Kohl's, Target and Sam's Club stand like beacons on the not-so-distant shore. Gas is almost a dollar a gallon cheaper across the river. Casinos beckon. Cities mushroom. And Needles slowly fades away.
"Have you been downtown?" asked City Councilman Richard Pletcher. "It's like little Hiroshima. It's HiroNeedles."
Resentment has been mounting for years, but the county's decision to reduce the Colorado River Medical Center, the town's once proud hospital, to a small urgent-care facility has sparked open rebellion. Needles is now considering leaving California to join Nevada or Arizona or to create its own independent county.
"This is not a publicity stunt. We are serious about secession," said former Mayor and Councilman Roy Mills. "Look at Nevada, they are booming. Look at Arizona, they are booming. We want to level the playing field. I was initially skeptical about splitting off, but the more I learn about it, the more doable it seems."
In many ways, people here have already left; they just haven't moved. They often dine, shop and work across the river. Their schools' sports teams compete against teams in Nevada and Arizona, not California. And for fun they usually head to Las Vegas, Lake Havasu or Laughlin, not west to Barstow.
"I think leaving California may be our last chance," Pletcher said. "Are we supposed to just dwindle down to a puff of smoke?"
A city commission is investigating the options. Not that leaving would be easy. Under the U.S. Constitution, Congress would have to approve.
"It will be tremendously challenging, but people don't feel their voices are being heard," said City Manager William Way. "At one time, Needles was the place to be. Now it's struggling to find itself, find its place in the sun, so to speak."

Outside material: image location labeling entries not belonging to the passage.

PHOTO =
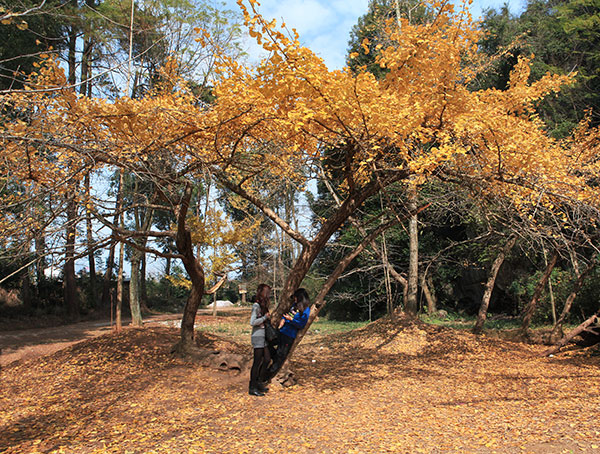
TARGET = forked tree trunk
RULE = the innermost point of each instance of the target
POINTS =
(111, 254)
(196, 274)
(485, 300)
(319, 301)
(530, 309)
(557, 329)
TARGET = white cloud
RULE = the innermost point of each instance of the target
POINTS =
(324, 26)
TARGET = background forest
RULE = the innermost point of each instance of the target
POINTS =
(440, 246)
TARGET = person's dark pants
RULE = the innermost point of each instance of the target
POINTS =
(258, 373)
(283, 349)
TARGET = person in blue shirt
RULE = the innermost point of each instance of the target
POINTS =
(291, 323)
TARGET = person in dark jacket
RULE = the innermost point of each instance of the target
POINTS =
(262, 357)
(289, 326)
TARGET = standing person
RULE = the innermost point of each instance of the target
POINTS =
(289, 326)
(262, 357)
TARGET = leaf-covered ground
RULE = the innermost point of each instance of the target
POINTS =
(400, 388)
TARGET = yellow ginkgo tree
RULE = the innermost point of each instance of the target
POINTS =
(290, 112)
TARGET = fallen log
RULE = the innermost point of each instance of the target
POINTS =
(567, 338)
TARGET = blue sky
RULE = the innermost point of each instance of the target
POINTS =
(324, 25)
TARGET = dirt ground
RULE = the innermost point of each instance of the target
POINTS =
(25, 344)
(399, 388)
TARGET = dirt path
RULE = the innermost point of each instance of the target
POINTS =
(32, 343)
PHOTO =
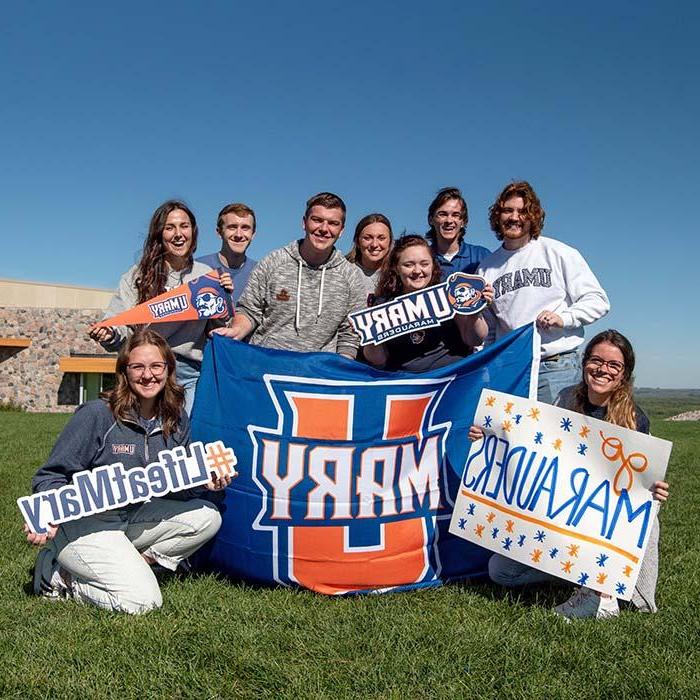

Founded in 1893 with the arrival of the railroad and named after the pointy mountains south of town, Needles calls itself "The Best Kept Secret on the Colorado River." But the sun-blasted city is struggling.
A handful of businesses dot old Route 66 as it meanders through the dusty downtown past decades-old burger joints, weathered Craftsman homes and the gritty railroad depot. Shade is scarce, and the temperature can hit 125 degrees.
Yet this tightly knit community rallies when threatened.
In 1965, it prevented the rerouting of I-40 through Searchlight, Nev., a move officials believed saved Needles from winding up a ghost town. And in the late 1990s, it helped fight off attempts to put a nuclear waste dump in Ward Valley, 22 miles to the west.
The 25-bed hospital is the latest battleground. It has treated patients for 56 years and remains one of the few services residents don't need to cross a bridge to use.
Needles took over the hospital itself. To cut costs, staffers are working without benefits or overtime. Yard sales are being held to raise money.
"The county of San Bernardino has never liked us. We have always been their ugly stepchild," said Pam Andrade, a respiratory therapist. "They led us to believe they would turn this place around. They are like a lying spouse in a relationship that keeps lying and lying, and eventually you can't believe anything they say."
Brad Mitzelfelt, a San Bernardino County supervisor who represents Needles, disputes that. The town is home to 11 county offices and benefits from numerous county services, including a library, an airport, a regional park and law enforcement, he said.